人と親しくなるということは、同時に猜疑心で苦しむことの始まりを意味するので、警戒心が強く、秘密主義で、なかなか人に心を開くことが出来ないのです。
このようなタイプの人を、ここでは「パトロールくん」と呼ぶことにします。

パトロールくんは、プライドが高く、仲間と親しい関係を和気あいあいと楽しむこともないし、気心知れた関係を持つこともありません。
なぜなら「人は裏切るものだ」と心のどこかで信念めいたものを持っているため、常に人の心の動きに対して、パトロールに余念がないのです。
セキュリティも万全にしなければ気が済まないし、常にガードを固くしているため、やりとりをしていても、緊張した硬さを感じさせます。

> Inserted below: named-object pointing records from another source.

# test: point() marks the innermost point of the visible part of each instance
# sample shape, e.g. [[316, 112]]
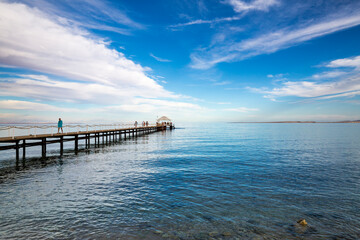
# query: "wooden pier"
[[99, 137]]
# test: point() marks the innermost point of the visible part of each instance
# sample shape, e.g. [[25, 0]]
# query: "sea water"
[[203, 181]]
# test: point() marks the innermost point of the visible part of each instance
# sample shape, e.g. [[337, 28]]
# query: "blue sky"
[[214, 60]]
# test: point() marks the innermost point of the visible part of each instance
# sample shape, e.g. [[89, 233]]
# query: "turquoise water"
[[210, 181]]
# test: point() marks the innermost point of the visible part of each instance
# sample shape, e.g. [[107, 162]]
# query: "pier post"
[[43, 148], [61, 145], [85, 141], [17, 155], [76, 143], [24, 149]]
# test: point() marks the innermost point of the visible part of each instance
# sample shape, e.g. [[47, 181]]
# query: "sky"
[[102, 61]]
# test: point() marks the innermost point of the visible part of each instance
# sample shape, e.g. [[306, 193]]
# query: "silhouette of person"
[[60, 126]]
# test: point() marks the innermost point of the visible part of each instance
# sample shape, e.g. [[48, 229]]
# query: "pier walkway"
[[98, 136]]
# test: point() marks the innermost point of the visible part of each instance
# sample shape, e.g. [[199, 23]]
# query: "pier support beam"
[[17, 155], [43, 148], [76, 143], [24, 152], [61, 145]]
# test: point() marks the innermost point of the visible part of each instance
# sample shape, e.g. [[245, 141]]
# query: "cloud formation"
[[259, 5], [230, 51], [35, 42], [159, 59], [242, 109], [338, 86]]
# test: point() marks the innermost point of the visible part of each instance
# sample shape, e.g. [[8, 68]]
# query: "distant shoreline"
[[355, 121]]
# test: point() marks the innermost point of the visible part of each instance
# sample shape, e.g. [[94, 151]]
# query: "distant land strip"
[[354, 121]]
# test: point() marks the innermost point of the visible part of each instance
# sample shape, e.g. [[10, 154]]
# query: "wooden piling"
[[44, 139], [76, 143], [43, 148], [61, 145]]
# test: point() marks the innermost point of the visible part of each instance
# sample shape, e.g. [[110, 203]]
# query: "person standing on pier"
[[60, 126]]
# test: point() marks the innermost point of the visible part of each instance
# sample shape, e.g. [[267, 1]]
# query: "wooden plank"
[[61, 145], [43, 148]]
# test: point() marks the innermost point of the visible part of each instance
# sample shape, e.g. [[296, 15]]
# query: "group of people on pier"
[[144, 124], [164, 124]]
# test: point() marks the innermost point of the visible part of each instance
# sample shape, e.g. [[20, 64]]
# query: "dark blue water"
[[212, 181]]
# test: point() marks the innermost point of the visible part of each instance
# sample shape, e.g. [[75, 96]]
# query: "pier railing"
[[34, 130]]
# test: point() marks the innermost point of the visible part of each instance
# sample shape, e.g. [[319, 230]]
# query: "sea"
[[200, 181]]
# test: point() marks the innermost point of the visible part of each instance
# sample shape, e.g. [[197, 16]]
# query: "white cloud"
[[268, 43], [259, 5], [93, 14], [326, 75], [345, 62], [342, 84], [242, 109], [159, 59], [307, 89], [26, 105], [35, 42], [202, 21], [222, 83]]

パトロールくんの心の中はいつも猜疑心でいっぱいなのですが、その中をさらに深く見ていくと、実は「幼い子ども」が眠っているのです。
ですから、一旦心を許すと、今度は眠っていた「幼い子ども」が一気に活性化され、相手は自分のためだけに存在する、自分の所有物だと思い込むようになるのです。

所有物は、意志を持ってはいけません。
されるがままでなければならないのです。
仕事関係であろうとも、プライベートであろうとも。

仕事関係であれば、どんな要望にでも応じることを求めますし、プライベートであれば、相手が自分の知らない世界を持とうものなら、嫉妬の炎がメラメラと燃え出し、どこで何をしているのかを逐一知ろうとしてきます。
パトロールくんにとって愛と憎しみの壁はほとんど無いに等しいので、双方を激しく行ったり来たりするのです。
つまり、心を許した瞬間から「いつか裏切るんじゃないか」という疑いが心を支配するようになり、目を光らせて相手の素行を監視しようとする、これがパトロールくんの心の姿なのです。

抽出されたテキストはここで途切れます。